ちなみにAKB48の「全国握手会」では、最初に「障がい者」の方が優先的にメンバーの握手レーンに並び、かなりの列がつくられる。その後、女性・子供の優先列が続く。一般のファンが握手できるのはその後、1時間近くは経ってからである。参加すると、こうしたファン層の多様性に驚かされる。
いざ始まると、大勢のファンが一様に楽しそうな笑顔を見せていることに圧倒される。わずか数秒程度アイドルと握手するだけで、こんなに大勢の人々が、ここまで幸福感に包まれた笑顔に変わるとはどういうことなのか。
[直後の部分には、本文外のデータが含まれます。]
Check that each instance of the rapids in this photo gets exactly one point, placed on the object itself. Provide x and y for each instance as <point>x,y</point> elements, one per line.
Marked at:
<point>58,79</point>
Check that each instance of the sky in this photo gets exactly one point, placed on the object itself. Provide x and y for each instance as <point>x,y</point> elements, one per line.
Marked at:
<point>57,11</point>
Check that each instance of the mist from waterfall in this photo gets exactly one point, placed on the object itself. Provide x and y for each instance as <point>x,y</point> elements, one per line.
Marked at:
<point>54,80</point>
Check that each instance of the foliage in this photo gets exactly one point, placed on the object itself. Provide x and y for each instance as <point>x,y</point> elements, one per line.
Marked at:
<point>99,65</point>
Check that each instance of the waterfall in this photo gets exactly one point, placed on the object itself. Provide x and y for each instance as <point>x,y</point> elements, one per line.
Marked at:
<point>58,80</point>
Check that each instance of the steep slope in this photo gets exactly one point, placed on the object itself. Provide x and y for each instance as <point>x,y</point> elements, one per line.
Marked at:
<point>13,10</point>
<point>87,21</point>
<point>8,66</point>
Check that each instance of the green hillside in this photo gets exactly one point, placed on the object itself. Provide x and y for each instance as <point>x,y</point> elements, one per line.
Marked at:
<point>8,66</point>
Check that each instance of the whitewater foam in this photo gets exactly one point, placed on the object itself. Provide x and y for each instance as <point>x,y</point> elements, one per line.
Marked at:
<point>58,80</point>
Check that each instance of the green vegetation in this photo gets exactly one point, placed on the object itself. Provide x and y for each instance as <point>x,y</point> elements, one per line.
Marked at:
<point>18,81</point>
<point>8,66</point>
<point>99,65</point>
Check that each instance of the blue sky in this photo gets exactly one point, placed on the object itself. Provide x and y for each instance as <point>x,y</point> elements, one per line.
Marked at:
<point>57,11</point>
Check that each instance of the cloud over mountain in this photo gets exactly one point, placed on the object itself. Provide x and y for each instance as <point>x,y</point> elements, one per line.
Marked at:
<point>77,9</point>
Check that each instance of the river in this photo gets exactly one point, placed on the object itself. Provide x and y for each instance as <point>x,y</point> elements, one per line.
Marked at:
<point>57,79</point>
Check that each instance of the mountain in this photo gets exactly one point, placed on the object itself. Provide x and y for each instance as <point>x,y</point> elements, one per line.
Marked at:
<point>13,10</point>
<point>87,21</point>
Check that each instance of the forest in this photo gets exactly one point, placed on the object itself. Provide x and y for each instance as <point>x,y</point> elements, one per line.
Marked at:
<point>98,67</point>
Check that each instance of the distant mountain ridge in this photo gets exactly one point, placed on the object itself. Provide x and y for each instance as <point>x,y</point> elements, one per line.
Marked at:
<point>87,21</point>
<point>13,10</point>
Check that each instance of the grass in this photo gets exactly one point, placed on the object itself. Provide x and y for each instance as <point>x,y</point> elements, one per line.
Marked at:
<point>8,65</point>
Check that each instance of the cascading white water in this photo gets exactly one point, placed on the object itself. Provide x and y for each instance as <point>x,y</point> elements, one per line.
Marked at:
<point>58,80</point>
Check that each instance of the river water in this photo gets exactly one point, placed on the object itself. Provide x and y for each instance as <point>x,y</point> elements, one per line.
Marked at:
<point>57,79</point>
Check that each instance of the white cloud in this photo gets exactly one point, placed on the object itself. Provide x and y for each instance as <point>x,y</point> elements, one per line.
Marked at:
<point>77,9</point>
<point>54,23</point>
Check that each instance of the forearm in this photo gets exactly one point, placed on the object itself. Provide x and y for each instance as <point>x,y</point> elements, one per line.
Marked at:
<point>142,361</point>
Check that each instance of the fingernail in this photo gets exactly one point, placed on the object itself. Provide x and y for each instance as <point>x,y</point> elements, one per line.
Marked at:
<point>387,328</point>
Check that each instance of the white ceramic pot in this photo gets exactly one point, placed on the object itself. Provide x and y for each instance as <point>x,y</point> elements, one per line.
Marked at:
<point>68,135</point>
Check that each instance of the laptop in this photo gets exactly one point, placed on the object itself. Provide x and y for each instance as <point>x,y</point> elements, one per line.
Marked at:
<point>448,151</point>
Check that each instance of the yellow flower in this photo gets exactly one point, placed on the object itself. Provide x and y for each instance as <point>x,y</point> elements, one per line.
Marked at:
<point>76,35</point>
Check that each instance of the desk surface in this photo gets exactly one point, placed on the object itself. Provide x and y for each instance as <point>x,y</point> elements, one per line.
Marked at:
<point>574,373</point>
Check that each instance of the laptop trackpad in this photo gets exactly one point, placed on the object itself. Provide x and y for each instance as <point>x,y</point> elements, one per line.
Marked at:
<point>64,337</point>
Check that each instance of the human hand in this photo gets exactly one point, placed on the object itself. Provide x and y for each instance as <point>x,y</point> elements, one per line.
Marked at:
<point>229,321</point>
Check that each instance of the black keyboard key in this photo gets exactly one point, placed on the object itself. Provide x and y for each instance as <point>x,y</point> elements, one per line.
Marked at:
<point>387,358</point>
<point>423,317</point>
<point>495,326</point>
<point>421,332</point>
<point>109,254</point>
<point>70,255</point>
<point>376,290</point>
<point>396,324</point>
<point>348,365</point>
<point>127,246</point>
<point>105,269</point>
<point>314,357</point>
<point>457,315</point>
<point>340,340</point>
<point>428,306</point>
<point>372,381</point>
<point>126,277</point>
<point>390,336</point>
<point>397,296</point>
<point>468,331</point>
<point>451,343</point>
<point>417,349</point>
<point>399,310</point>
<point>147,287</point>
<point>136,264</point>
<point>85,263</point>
握手が終わった人たちは、夢中になって、「さっき××ちゃんとこんなこと話してきたんだよ!」などと周りの人と感想を語り合っている。これはどうしたことなのか。
そしていよいよ自分が握手に行く番である。いつもはテレビやネット越しに応援しているメンバーに「会いに行く」ことができる。目の前に、自分の「推しメン(応援しているメンバー)」が実在している。その衝撃は計り知れないものがある。さらに、「いつも応援しています」と直接声をかけることができる。メンバーからは「応援してくれてありがとうございます!」という声が返ってくる。その手は握力で満たされている。メンバーの目はあまりにもキラキラと輝いている。わずか数秒とはいえ、そこにおけるコミュニケーションの「手応え」はあまりにも強烈なのだ。
握手会の本質は、「アイドルの女の子の手を握っただけで喜んでいる」といったところなぞにはない。もちろんそうしたファンもいるだろう。しかし本質的なのは、全力で夢に向かって頑張っているメンバーに対して、応援の声を直接かけることができること、その「手応え」なのである。それはブログやツイッターといったソーシャルメディア越しで得られるものよりも、はるかに体験として強烈だ。やはり「リアル」に勝るものはないのである。